When it's with other people who disrespect me, at least I can defend myself, try to explain, and stay sane. But with a narcissist, there's no hope. If they perceive to be attacked in the slightest (and often these are imaginary attacks, for instance speaking in a slightly louder tone, or repeating something when it seems like they weren't paying attention -- all misconstrued as negative judgments on their character), they will tear your self esteem into the ground and make you feel like you are the bad person. Anything to feel superior. They are vicious and lack empathy, having no desire to understand anyone else's feelings but their own. This one in particular is even self aware and loves to hurt people intentionally.

--------

My advice is a bit split. First, I would say that you may be projecting your own insecurities on other people. Sometimes people just make weird faces. Sometimes our anxiety really does twist our perception, and I know I am guilty of this at times too.

I think the best thing to do is give them the benefit of the doubt first.

If it seems like they are treating you in a negative manner, ask them if there is something wrong. It doesn't have to be in a threatening way either. Some people you may find are just having a bad day, or maybe they're bad at social interactions. Some people may be legitimately judgmental -- and in those cases, confronting them by asking them if something is wrong may make them rethink their insensitive actions. And for those who simply don't care and are just rude....

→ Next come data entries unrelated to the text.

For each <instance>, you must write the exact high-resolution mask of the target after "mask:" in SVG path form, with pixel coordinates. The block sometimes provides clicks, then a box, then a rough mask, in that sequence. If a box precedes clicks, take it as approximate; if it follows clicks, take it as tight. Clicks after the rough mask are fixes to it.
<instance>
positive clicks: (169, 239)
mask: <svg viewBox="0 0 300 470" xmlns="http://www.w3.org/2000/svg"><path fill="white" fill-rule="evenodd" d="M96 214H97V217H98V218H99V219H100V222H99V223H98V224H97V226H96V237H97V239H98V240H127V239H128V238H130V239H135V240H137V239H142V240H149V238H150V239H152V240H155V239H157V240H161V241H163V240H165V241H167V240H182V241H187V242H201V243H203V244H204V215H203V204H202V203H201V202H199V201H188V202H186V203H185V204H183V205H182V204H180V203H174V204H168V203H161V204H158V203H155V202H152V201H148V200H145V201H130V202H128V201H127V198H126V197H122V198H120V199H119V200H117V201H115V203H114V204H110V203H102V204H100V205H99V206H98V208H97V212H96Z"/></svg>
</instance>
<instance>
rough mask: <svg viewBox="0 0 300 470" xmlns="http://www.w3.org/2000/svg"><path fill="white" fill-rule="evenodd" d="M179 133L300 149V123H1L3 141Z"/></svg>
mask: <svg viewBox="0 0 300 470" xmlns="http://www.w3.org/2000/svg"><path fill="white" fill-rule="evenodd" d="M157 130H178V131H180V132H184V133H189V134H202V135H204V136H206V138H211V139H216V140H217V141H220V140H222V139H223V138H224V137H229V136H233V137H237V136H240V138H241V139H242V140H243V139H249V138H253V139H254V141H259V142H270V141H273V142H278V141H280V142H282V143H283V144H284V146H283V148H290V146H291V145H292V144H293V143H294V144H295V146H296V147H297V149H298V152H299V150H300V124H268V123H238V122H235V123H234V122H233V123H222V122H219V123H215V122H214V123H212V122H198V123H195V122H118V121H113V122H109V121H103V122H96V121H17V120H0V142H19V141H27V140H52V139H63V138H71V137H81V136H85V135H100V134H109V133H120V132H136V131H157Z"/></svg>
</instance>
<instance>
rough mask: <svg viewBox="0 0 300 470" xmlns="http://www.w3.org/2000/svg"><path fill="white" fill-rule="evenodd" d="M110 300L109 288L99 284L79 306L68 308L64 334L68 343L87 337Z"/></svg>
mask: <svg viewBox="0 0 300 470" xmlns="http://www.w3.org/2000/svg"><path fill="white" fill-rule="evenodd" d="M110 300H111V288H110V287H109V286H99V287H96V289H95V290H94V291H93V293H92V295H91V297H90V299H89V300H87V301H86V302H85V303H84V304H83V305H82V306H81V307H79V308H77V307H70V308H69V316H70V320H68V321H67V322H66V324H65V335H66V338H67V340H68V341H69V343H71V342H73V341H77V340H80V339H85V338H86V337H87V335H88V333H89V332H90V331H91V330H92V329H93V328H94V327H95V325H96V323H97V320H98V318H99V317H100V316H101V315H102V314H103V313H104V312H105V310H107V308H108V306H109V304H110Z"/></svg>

They aren't worth it. And the best thing you can do is shrug it off and know that how they treated you is more reflective of their value than yours.

Know that you have intrinsic value, like every human being, and thus deserve respect. If you keep that belief at heart, it will soften the blows greatly, if not entirely. Other people's opinions matter to a degree, but not in regards to your intrinsic worth. That part is not up for debate.

If they make you feel sub-human, you can try to defend yourself, but some people just won't hear it or care. They lack empathy. I actually have some phrases that I like to use when it comes to this type of person:

-Thank you, but that's your opinion.
-I know what my value is.
-I know my truth and I'm not engaging with you.

And you can pretty much paraphrase from there. After that, make your graceful exit knowing you don't need to care about people who won't mirror basic respect.